Bien interpréter la cotation Banque de France d’une entreprise permet, entre autres, de savoir si l’entreprise en question peut accéder au refinancement de l’Eurosystème. Il s’agit en réalité d’un financement auprès de la Banque centrale européenne ou des banques centrales nationales. Pour savoir si une entreprise peut bénéficier de ce système, il faut regarder sa cote de crédit, c’est-à-dire, le chiffre de sa cotation.

Avec une note de 3++, 3+, 3 ou 4+, une entreprise peut y prétendre. Les entreprises qui ont une cote de 4 peuvent en bénéficier durant un temps. Par contre, les autres n’y ont pas droit.

Savoir si l’entreprise est en mesure de respecter ses engagements financiers

Par ailleurs, interpréter la cotation Banque de France d’une entreprise est un moyen de se faire une idée sur sa capacité à rembourser ses dettes présentes et futures. Aussi, si une entreprise obtient une note de 7 à sa cote de crédit, cela signifie que la Banque de France a trouvé la déclaration d’un ou de plusieurs incidents de paiement. Une note de 8 traduit des paiements irréguliers. Enfin, une note de 9 met en avant des incidents qui révèlent une trésorerie très endettée.

Si la Banque de France a réalisé une cotation sur éléments extra-comptables, elle peut donner une note de 0 à l’entreprise. Ce résultat n’est pas obligatoirement négatif. Au contraire, il veut dire que la Banque de France n’a pas trouvé d’éléments défavorables concernant l’entreprise.

Enfin, si une entreprise s’est vue attribuer la lettre P, ce n’est pas bon signe. Cela signifie que l’entreprise est soit en redressement judiciaire, soit en liquidation judiciaire. Le redressement judiciaire est une procédure qui vise à aider une entreprise à se sortir d’une cessation de paiement. La liquidation judiciaire, par contre, est une procédure qui débouche sur la cessation d’activité d’une entreprise qui n’a pas réussi à surmonter une cessation de paiement. Quoi qu’il en soit, une procédure collective traduit la mauvaise santé financière d’une entreprise.
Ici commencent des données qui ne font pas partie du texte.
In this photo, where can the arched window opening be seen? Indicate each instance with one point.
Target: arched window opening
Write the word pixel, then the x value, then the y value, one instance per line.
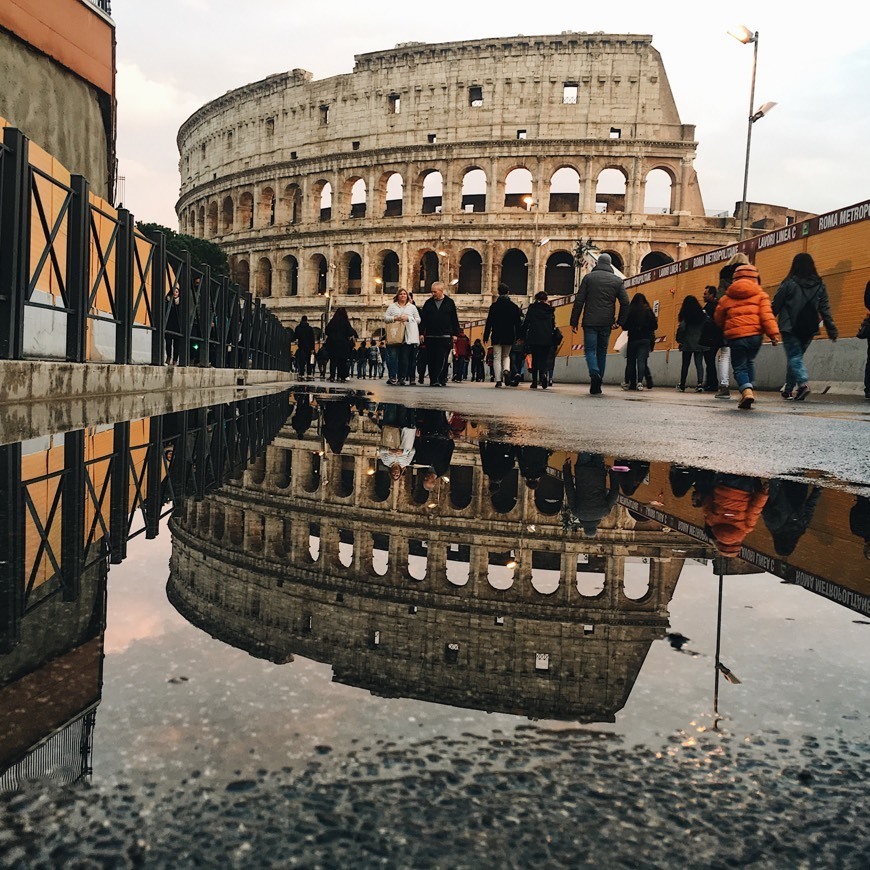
pixel 358 194
pixel 345 547
pixel 546 569
pixel 418 556
pixel 227 215
pixel 658 192
pixel 461 485
pixel 266 208
pixel 242 275
pixel 389 273
pixel 501 569
pixel 458 564
pixel 212 219
pixel 395 192
pixel 353 273
pixel 246 210
pixel 610 192
pixel 428 271
pixel 654 259
pixel 518 188
pixel 590 575
pixel 474 190
pixel 559 274
pixel 515 271
pixel 565 190
pixel 326 201
pixel 433 192
pixel 290 275
pixel 470 273
pixel 264 278
pixel 380 553
pixel 635 580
Cotation Banque de France : exemple

Prenons un exemple concret pour interpréter la cotation Banque de France d’une entreprise. Imaginons qu’une entreprise se soit vue attribuer un score de H4+. Cela voudrait dire que c’est une entreprise :

  • Dont le chiffre d’affaires est compris entre 750 000 et 1,5 million d’euros ;
  • Pour laquelle la Banque de France n’a pas trouvé de déséquilibres financiers importants ;
  • Pour laquelle il subsiste toutefois quelques éléments d’incertitudes ;
  • Mais dont la probabilité qu’elle honore ses engagements financiers reste assez forte.